I’m Lucas. Like everyone here, I read Jeff’s book many years ago, and it was truly inspiring for me - from all the popular neuroscience books I was reading at the time, I just felt that this was the closest to the true answer. I’ve been following Jeff and Numenta ever since.

My background is on data science and machine learning. My latest research was on accelerating deep reinforcement learning in multiagent scenarios through experience sharing. I’m currently a member of the research team at Numenta, focusing on applying HTM principles to address the flaws of traditional machine learning algorithms and push the state of the art.

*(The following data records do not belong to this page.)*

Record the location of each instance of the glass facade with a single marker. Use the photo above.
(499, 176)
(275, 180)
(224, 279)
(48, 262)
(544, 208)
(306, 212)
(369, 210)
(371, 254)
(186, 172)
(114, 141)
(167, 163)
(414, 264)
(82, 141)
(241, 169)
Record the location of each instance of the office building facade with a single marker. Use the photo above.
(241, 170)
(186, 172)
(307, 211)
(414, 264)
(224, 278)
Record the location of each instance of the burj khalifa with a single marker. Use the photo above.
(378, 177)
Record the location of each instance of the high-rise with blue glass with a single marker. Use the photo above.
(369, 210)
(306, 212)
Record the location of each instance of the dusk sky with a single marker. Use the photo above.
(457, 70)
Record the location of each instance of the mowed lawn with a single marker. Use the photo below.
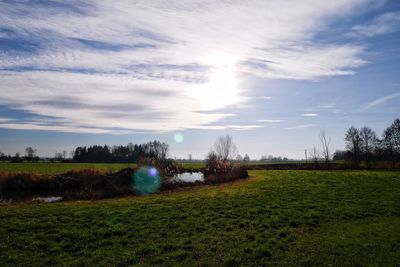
(286, 218)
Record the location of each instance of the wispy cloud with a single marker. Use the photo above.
(154, 66)
(379, 101)
(2, 119)
(309, 114)
(382, 24)
(269, 120)
(303, 126)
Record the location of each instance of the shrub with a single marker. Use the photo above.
(166, 167)
(219, 170)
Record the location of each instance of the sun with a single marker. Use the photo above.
(221, 90)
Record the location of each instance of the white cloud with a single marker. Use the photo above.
(269, 120)
(162, 66)
(303, 126)
(379, 101)
(382, 24)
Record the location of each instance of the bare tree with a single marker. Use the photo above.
(225, 148)
(30, 153)
(353, 144)
(391, 140)
(368, 138)
(305, 153)
(314, 156)
(325, 146)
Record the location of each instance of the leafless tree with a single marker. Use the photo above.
(353, 144)
(314, 156)
(325, 146)
(369, 139)
(225, 148)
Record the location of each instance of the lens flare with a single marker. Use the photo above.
(178, 138)
(146, 180)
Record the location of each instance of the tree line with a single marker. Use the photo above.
(100, 153)
(364, 146)
(121, 154)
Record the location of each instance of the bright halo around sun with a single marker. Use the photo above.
(222, 88)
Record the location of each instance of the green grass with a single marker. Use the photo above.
(284, 218)
(56, 168)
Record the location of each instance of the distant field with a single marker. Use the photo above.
(274, 218)
(55, 168)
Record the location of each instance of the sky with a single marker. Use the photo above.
(272, 74)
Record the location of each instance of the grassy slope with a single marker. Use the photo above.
(274, 218)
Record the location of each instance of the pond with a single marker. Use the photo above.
(187, 177)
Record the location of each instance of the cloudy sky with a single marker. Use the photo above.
(271, 74)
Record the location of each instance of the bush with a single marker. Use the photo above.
(219, 170)
(166, 167)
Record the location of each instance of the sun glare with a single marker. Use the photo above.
(221, 89)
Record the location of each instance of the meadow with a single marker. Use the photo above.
(57, 168)
(284, 218)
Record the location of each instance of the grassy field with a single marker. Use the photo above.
(295, 218)
(56, 168)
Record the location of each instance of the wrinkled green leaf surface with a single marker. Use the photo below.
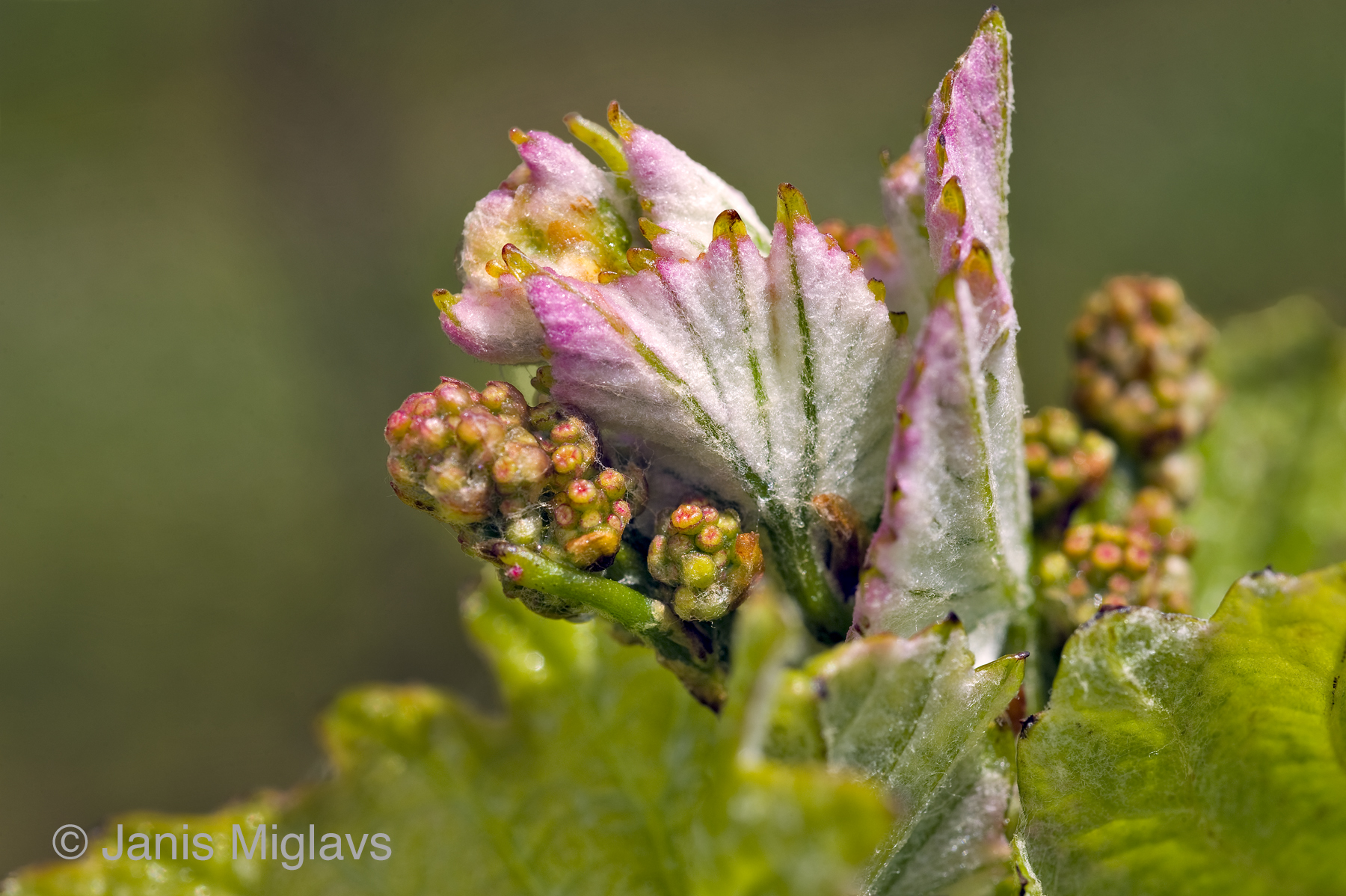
(1189, 756)
(1275, 488)
(605, 778)
(915, 715)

One of the things I most admire about Numenta is this amazing community, so I feel proud to be a part of it. I’m chronically shy on social media platforms (my last facebook post is from 2015), but I am trying to improve on this, so please forgive me if I don’t contribute much in the forums. I do read a lot of the discussions, which I find extremely interesting and thought provoking. I learned a lot from you and I hope to continue learning in the coming years.

I am very open to collaboration, exchanging ideas and projects, so please feel free to reach me through here, my email (lsouza at numenta dot com) or drop by any time for some coffee. And I hope we can meet soon in one of the community meetups.


Howdy all!
I’m Mark Brown, I have been a Data Engineer working in Santa Barbara CA for the past 10 years. I actually live in Gilbert AZ now though.
I ended up here from an article on doing ML in Snowflake, which sounds awesome and I am excited to check it out.


Hi @lucasosouza, great to meet you at last night’s event, and I’m excited to see some ML applications emerge.

Hi @mark_brown, thanks for reading my medium article and happy to hear it brought you here. I hope you don’t get mistaken for @Bitking too often!


I am Mark Browne - clearly different.
Or Bitking, less to get wrong.

Welcome Mark Brown.


Thanks, yeah there are a lot of Mark Browns out there.
I have the markbrown gmail address and it has had an interesting history of emails I get and take over attempts.


Oh cool, I’m in SB now finishing my degree! Where do you work?